I’m going to take a risk here and make some general remarks on matters that I can only really comment on generally and even then a wee bit cryptically.
I do so while avoiding pretending that I know something about matters I know nothing about. This is a task for a wire-walker or a wing-walker and neither of them is my specialty.
But I would like to question whether many things happening now are as they seem.
Let me give some examples.
What might happen if we find out that situations that look inequitable turn out to be covers for actions that cannot be taken in the light of day?
Supposing using tiers for some financial operations turns out to be a blind for having a certain group go first, tempting them to use their privileged position to engage in unethical or illegal activities, and then trapping them in their own acts. Would that not remove some potential troublemakers from the scene and make what follows easier?
Supposing that what look like constraints on us are really ways of seeing that panic from others or a barrage of recriminations do not ensue. Or reducing the risk of robbery? Or keeping us safe in other ways by making it impossible to discuss the Reval? (Can we spell N-o-n D-i-s-c-l-o-s-u-r-e A-g-r-e-e-m-e-n-t?)
Supposing what look like delays are really ways of getting around tax laws that can’t be changed fast enough so we are being pushed into a different tax year [early 2014 for tax year 2015], by which time [April 2015] the tax laws may have changed? Just saying….
Supposing all these stops and starts are simply ways of getting us accustomed to some situations that are novel to us and require us getting used to?
Was this technique not used with the American people back in the 1960s to bleed off alarm at the thought of going to war in Vietnam? Float trial balloons?

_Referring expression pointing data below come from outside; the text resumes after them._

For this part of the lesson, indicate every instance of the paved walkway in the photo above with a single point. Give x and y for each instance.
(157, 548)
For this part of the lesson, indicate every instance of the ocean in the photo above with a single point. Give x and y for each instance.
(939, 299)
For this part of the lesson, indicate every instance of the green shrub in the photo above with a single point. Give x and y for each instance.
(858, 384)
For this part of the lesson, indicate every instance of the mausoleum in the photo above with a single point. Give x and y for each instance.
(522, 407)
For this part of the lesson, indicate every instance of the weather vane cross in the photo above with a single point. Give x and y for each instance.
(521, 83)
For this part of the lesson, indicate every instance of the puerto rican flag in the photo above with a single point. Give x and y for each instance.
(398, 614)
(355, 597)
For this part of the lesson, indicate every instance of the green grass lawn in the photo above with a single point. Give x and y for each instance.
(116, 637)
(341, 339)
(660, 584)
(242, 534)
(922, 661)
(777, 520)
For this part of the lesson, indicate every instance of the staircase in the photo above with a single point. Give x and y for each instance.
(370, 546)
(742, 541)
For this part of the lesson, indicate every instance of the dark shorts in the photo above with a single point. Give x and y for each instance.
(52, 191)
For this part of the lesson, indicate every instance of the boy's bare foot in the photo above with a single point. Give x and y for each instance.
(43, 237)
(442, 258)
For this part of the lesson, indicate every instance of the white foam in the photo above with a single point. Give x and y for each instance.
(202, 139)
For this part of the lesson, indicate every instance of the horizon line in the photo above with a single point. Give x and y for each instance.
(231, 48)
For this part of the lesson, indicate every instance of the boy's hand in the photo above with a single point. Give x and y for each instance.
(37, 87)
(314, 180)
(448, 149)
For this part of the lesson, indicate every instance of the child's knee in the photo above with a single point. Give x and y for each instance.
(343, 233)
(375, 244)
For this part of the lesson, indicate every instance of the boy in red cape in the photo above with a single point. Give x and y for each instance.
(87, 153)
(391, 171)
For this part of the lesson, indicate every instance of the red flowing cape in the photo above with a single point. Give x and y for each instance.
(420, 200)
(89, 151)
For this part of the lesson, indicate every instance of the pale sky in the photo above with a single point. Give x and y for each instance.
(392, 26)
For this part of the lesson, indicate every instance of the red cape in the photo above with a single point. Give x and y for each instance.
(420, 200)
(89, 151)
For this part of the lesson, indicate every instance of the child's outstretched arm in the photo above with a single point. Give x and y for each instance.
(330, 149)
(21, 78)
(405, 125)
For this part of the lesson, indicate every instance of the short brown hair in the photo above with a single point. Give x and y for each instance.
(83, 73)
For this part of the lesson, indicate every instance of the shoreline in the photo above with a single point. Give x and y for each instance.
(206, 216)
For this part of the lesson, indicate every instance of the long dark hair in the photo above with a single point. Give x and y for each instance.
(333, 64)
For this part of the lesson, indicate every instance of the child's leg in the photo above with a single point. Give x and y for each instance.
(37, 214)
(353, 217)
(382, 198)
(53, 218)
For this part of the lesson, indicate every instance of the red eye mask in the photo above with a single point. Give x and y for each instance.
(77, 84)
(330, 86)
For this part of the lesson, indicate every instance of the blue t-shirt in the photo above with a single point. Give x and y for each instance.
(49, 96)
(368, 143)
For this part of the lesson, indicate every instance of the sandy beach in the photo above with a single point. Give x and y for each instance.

Oh, look. Someone has attacked an American ship in the Gulf of Tonkin (false flag in the end). But this administration will not go to war. Hold the phone. We have go to war. No, we won’t. Didn’t want to but we have to. No, we won’t. This administration tried to avoid it but I’m afraid we have to, etc., leaving the American public thinking the administration had done all it could to avoid the war when in fact it was actually behind the war. (1)
This technique can be used for beneficial purposes too. Supposing all the stops and starts we’ve been going through lately were designed to get us accustomed to new roles and new, expanded responsibilities? The Reval is here. The Reval is not here. It’s here again. It’s not here again. After a while the idea of the Reval becomes quite an everyday thing, rather than a huge challenge. Has not all this back-and-forth made that possible?
Do I know what I’m talking about? No, I don’t. Am I making recommendations? No, I’m not. Just trying to stimulate some new ways of thinking….
Footnotes
(1) See, for instance, Isidore Ziferstein, Psychological Habituation to War: A Sociopsychological Case Study. American Orthopsychiatric Association, 1967, 12 pages.